Autre guerre, autre tribunal. Au Cambodge, Khieu Samphan ancien chef de l'Etat du "Kampuchéa démocratique", arrêté en 2007, a été inculpé pour génocide, crimes contre l'humanité et crimes de guerre. Il comparaît depuis novembre 2011 à Phnom Penh devant les Chambres extraordinaires au sein des tribunaux cambodgiens (CETC), une cour spéciale parrainée par l'ONU, chargée de juger les crimes les plus graves commis sous les Khmers rouges (1975-1979).
Si les trois personnalités citées précédemment comparaissent ou ont comparu devant des tribunaux ad-hoc, Laurent Gbagbo, lui, est le premier ancien chef d'Etat à comparaître devant la Cour pénale internationale. L'ex-président de Côte d'Ivoire, arrêté en avril 2011, a été transféré et écroué à La Haye le 30 novembre 2011. Il est soupçonné d'être "coauteur indirect" de crimes contre l'humanité commis par ses forces entre décembre 2010 et avril 2011 lors des violences ayant suivi l'élection présidentielle. 

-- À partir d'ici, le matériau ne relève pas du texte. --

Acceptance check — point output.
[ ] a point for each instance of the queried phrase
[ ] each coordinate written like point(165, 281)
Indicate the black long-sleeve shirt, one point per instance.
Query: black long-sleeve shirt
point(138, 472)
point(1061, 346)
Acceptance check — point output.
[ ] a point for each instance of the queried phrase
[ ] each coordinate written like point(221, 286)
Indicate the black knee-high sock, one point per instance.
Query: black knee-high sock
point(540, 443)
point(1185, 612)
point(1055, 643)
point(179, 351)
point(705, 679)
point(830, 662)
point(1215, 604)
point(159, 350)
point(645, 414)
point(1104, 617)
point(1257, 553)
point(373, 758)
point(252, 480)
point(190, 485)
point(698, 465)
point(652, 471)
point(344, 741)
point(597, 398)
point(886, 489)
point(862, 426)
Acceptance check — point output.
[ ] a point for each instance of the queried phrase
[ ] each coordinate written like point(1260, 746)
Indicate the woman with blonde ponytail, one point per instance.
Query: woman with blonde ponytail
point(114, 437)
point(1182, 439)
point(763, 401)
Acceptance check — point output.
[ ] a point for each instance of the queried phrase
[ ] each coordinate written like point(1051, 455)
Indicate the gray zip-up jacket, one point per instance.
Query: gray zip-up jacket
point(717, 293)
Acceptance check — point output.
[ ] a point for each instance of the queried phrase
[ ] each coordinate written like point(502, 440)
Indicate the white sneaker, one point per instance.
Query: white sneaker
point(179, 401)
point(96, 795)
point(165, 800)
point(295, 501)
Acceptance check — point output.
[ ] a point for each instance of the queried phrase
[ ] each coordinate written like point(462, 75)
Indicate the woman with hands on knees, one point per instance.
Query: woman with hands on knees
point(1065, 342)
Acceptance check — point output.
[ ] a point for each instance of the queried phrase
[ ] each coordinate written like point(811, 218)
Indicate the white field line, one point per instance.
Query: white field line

La CPI s'intéresse aussi au président soudanais, Omar el-Bechir. Le président soudanais est depuis mars 2009 sous le coup d'un mandat d'arrêt pour crimes contre l'humanité et crimes de guerre au Darfour (ouest). En juillet 2010, les juges ont lancé un second mandat d'arrêt contre lui, pour génocide.